As early as the 18th century physicists were experimenting with tones produced by the effect of flames on nearby glass tubes, and in 1873 the physicist Georges Frédéric Eugène Kastner developed a keyboard pyrophone.
More recently, singing flames have been featured in mixed media works by artists such as Andreas Oldörp, whose Singende Flammen (1988) was installed in a preexisting tunnel beneath Hamburg’s Hans-Albers-Platz. Composers who have used singing flames in their work include Alvin Lucier.

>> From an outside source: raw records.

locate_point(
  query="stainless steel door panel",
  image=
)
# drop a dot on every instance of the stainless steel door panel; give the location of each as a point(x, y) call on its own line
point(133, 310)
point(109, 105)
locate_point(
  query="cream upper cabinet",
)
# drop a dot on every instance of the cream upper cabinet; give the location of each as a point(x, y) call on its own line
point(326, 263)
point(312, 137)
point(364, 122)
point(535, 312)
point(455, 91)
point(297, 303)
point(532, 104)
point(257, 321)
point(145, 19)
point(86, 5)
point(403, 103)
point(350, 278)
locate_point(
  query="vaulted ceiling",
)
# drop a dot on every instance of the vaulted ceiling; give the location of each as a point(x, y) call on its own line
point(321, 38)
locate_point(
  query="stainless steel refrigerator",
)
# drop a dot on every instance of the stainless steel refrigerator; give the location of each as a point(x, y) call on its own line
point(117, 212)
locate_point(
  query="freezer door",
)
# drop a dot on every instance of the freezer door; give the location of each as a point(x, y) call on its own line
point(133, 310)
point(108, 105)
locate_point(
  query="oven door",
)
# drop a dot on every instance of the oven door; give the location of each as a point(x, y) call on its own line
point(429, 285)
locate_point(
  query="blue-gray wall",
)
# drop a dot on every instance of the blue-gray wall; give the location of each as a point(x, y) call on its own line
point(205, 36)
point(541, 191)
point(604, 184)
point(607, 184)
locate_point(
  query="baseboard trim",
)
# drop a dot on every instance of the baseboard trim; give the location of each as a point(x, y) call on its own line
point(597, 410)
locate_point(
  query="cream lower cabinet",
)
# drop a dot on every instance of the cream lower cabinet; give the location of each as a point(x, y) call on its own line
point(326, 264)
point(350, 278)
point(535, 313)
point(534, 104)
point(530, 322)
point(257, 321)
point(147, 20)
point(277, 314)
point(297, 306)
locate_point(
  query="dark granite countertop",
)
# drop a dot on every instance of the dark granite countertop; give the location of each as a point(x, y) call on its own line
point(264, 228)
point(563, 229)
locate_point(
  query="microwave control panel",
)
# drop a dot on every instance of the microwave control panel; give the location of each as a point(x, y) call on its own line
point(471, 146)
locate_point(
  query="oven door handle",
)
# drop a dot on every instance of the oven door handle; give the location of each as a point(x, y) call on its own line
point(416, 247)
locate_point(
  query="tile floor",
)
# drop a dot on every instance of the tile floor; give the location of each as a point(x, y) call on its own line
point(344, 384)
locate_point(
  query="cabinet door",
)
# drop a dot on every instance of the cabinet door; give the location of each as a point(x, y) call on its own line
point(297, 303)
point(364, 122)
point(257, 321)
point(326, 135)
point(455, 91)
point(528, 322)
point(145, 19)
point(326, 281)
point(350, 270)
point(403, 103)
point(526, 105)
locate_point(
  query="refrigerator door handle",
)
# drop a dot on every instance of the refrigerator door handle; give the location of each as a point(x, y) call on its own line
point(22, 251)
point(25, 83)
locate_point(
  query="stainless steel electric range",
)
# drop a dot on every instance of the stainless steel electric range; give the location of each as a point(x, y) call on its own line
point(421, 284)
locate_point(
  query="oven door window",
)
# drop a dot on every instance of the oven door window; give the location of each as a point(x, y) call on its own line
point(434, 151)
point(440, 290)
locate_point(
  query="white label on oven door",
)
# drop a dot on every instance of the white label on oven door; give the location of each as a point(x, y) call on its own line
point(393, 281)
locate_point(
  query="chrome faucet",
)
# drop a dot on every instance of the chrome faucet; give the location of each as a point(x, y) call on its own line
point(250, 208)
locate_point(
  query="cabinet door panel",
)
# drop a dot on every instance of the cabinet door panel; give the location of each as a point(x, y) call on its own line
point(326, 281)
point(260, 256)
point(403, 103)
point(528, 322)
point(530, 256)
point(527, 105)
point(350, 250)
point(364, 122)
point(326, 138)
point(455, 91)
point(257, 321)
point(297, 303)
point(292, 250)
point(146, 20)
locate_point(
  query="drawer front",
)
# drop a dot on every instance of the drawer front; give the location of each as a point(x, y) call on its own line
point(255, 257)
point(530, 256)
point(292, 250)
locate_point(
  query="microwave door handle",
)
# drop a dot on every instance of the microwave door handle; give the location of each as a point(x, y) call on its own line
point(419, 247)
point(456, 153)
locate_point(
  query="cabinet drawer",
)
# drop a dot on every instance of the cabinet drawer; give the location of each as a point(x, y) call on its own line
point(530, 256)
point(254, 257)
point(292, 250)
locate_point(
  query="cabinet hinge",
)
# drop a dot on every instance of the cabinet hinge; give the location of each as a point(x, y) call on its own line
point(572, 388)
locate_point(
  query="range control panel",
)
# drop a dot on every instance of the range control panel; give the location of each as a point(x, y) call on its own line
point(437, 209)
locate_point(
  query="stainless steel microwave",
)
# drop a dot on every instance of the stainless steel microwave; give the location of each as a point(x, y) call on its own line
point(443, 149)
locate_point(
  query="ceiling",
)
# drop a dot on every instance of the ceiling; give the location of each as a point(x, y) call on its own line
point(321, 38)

This according to “Singende Flammen: Andreas Oldörps Arbeiten zwischen Experiment und Installation” by Volker Straebel (Neue Zeitschrift für Musik CLX/2 [März-April 1999] pp. 45–47).
Above, Kastner’s pyrophone; below, two views of singing flames in Sydney’s Darling Harbour in 2011.
In 1950 a pipe organ built to the specifications of Adriaan Fokker (1887–1972) with octaves divided into 31 steps was inaugurated at Teylers Museum in Haarlem. The instrument originally enjoyed considerable fame, and a lively circle of composers and performers developed around it.
Since 1942 Fokker, a physicist who had studied with Einstein, had been occupied almost exclusively with music-theoretical subjects. His interest was particularly captured by the writings of Christiaan Huygens (1629–95), who advocated the adoption of just intonation. This theme became the backbone of nearly all Fokker’s music-theoretical publications.
To turn his theories into sounds, Fokker had a small organ built in 1943. This instrument was the prelude to the realization of his greatest dream: a pipe organ with 31 tones per octave. This instrument was built starting in 1945 in close cooperation between Fokker and the organ builder Bernard J.A. Pels (1921–96).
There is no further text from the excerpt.